At the beginning of the First World War in 1914 Gierke praised the war as a “divine gift of grace” for German culture .

Fonts

  • German cooperative law. 4 volumes. Berlin 1868, 1873, 1881, 1913 (unfinished).
  • The humor in German law. Berlin 1871 ( digitized ).
  • Johannes Althusius and the development of the natural law theory of the state. Berlin 1880.
  • Natural law and German law. Frankfurt 1883.
  • The cooperative theory and German jurisprudence. Berlin 1887.
  • The social task of private law. Berlin 1889.
  • German private law. 3 volumes. Leipzig 1895.
  • The Stein town order. Berlin 1909.
  • The Germanic state idea. Berlin 1919.

literature

  • Karl Siegfried Bader:  Gierke, Otto von. In: New German Biography (NDB). Volume 6, Duncker & Humblot, Berlin 1964, ISBN 3-428-00187-7 , p. 374 f. ( Digitized version ).
  • Ernst-Wolfgang Böckenförde : The German constitutional research in the 19th century. Time-bound issues and models. Duncker & Humblot, Berlin 1961, 2nd edition 1995 (= writings on constitutional history , 1).
  • Hans Boldt : Otto von Gierke. In: Hans-Ulrich Wehler (ed.): German historians. Volume VIII, Vandenhoeck u. Ruprecht, Göttingen 1982, pp. 7-23.
  • Yasuhiro Endo: Otto von Gierke's federal theory. In: Detlef Lehnert (Ed.): Verfassungsdenker. Germany and Austria 1870–1970. Metropol, Berlin 2017 (= Historical Democracy Research , 11), pp. 63–75.
  • Andrea Nunweiler: The picture of the German legal past and its actualization in the “Third Reich”. Nomos, Baden-Baden 1996 (cf. Diss. Univ. Hannover, 1993/94), ISBN 3-7890-4241-2 , pp. 29, 179, 348-357, 410.
  • Hein Retter: Reform Education and Protestantism in the Transition to Democracy. Frankfurt / M. 2007, therein: Otto von Gierke, pp. 613–628.
  • Erik Wolf : Great legal thinkers in German intellectual history . 4th edition. Mohr Siebeck, Tübingen 1963, ISBN 3-16-627812-5 , pp. 669-712.

Web links

Commons : Otto von Gierke  - Collection of images, videos and audio files

Individual evidence

  1. On family genealogy : http://www.von-gierke.com/?page_id=2 .
  2. ^ Rector's speech in Breslau .
  3. ^ Rector's speeches in Berlin .
  4. ^ Foreign members of the Russian Academy of Sciences since 1724. Otto von Gierke. Russian Academy of Sciences, accessed August 19, 2015 (Russian).
  5. ^ Fellows: Otto von Gierke. British Academy, accessed August 15, 2020 .
  6. ^ Hans-Jürgen Mende : Lexicon of Berlin burial places . Pharus-Plan, Berlin 2018, ISBN 978-3-86514-206-1 , p. 473.
  7. Honorary graves of the State of Berlin (as of November 2018) . (PDF, 413 kB) Senate Department for the Environment, Transport and Climate Protection, p. 25; accessed on March 19, 2019. recognition and further maintenance of burial places of honor graves of Berlin . (PDF, 205 kB). Berlin House of Representatives, printed matter 17/3105 of July 13, 2016, p. 1 and Annex 2, p. 4; accessed on March 19, 2019.
  8. Hans Boldt: Otto von Gierke.
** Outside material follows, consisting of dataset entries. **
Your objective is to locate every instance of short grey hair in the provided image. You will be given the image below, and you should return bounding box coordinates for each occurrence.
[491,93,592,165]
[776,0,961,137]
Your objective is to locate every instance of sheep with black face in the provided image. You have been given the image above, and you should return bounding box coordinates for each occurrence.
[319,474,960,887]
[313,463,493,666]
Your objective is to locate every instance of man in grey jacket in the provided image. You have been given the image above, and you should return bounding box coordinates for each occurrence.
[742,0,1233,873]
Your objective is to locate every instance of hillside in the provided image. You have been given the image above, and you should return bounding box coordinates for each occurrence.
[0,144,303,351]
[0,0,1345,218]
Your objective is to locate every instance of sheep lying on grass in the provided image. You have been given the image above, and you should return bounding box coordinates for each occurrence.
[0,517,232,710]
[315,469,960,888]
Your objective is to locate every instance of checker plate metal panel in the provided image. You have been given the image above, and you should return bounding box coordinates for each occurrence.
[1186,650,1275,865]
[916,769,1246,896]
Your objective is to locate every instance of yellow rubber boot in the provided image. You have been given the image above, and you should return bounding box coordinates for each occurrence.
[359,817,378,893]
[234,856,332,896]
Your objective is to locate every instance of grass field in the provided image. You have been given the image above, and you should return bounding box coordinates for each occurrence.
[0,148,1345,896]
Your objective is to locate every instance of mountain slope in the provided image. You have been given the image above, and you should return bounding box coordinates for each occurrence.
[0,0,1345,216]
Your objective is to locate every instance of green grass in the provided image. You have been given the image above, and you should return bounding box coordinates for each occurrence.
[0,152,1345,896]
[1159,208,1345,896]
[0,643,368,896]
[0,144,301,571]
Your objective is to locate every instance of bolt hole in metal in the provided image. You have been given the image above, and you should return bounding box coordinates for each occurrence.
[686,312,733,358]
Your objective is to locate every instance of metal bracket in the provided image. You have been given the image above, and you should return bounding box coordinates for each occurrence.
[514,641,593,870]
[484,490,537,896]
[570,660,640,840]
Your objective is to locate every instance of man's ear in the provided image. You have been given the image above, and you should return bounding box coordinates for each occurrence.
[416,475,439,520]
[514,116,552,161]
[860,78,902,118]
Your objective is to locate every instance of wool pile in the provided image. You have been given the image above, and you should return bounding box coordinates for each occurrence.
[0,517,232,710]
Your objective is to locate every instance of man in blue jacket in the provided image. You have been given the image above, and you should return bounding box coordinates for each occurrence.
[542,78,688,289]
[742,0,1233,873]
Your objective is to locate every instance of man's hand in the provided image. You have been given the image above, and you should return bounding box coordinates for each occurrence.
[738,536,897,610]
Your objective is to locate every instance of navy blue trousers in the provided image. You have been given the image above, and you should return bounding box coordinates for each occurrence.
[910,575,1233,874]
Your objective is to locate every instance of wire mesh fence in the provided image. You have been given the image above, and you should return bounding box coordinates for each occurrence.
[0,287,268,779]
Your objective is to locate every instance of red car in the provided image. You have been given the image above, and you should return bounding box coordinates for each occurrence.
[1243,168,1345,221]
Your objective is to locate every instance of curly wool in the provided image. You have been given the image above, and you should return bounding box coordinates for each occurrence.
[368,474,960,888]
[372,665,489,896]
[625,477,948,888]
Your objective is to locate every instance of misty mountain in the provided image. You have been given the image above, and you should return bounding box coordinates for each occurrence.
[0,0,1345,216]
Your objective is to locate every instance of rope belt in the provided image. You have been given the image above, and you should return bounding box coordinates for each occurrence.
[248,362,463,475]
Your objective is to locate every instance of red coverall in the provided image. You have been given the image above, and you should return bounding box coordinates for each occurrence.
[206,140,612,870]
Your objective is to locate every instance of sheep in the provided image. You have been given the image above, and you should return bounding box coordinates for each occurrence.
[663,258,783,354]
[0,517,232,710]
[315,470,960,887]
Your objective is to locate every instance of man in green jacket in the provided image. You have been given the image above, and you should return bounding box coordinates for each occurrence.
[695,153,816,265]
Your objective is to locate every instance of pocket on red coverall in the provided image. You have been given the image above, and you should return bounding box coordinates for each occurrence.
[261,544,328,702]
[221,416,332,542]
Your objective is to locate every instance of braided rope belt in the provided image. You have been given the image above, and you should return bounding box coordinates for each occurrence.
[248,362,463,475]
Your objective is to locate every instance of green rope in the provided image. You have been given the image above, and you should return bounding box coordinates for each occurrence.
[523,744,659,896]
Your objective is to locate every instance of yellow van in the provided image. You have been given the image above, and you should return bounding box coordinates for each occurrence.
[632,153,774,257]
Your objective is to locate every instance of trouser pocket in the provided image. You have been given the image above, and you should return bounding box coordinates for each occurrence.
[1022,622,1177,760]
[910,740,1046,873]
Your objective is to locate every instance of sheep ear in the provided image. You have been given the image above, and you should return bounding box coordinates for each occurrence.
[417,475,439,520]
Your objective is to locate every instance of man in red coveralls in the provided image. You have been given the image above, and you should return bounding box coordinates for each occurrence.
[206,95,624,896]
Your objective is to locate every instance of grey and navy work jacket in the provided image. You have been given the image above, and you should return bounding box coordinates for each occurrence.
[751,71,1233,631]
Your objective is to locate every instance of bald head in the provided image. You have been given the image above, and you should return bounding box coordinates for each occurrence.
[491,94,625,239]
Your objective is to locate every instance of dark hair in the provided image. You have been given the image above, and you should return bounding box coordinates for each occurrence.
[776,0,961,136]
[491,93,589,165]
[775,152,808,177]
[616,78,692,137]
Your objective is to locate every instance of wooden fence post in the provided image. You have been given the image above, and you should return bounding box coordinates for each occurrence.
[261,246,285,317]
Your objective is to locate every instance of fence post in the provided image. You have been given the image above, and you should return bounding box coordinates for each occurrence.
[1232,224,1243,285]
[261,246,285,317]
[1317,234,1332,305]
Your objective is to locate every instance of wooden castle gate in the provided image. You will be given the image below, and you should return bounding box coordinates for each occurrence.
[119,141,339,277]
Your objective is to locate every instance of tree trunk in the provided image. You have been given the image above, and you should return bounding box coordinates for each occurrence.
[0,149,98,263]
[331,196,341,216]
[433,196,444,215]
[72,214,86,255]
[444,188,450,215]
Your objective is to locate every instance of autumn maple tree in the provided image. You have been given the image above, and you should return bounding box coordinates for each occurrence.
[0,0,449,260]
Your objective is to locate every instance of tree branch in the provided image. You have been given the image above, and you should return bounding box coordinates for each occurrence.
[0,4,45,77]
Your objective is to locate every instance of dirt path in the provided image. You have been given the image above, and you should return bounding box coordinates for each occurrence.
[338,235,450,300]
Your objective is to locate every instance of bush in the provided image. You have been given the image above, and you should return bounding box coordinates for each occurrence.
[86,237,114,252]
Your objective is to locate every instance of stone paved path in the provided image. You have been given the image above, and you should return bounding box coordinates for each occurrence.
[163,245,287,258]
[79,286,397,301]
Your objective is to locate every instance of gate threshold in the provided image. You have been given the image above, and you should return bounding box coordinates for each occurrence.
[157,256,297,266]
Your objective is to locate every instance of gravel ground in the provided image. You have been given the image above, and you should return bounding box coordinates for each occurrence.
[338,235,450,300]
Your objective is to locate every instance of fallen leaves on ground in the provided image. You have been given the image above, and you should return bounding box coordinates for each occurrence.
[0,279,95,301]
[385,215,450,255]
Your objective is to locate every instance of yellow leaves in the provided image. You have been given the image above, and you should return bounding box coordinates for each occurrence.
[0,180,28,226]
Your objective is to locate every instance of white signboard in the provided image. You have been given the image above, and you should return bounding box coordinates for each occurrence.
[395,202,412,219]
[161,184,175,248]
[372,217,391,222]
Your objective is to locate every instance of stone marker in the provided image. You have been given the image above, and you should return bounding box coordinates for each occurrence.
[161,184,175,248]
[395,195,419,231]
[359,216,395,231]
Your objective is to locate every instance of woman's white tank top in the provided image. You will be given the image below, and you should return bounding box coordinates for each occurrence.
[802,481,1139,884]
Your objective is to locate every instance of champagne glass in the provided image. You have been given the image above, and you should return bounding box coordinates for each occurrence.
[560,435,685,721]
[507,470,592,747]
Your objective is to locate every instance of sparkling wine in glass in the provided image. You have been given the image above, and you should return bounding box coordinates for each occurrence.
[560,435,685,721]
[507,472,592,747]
In: Hans-Ulrich Wehler: German historians. Volume VIII, Vandenhoeck u. Ruprecht, Göttingen 1982, pp. 7-23.
  9. ^ Walter Jellinek : In particular: Development and expansion of the Weimar Imperial Constitution. In: Gerhard Anschütz , Richard Thoma (Hrsg.): Handbuch des Deutschen Staatsrechts . Volume I. Tübingen 1930, p. 128.
  10. Germany's first intellectual arsenal . In: Der Tagesspiegel , June 4, 2014, p. 21.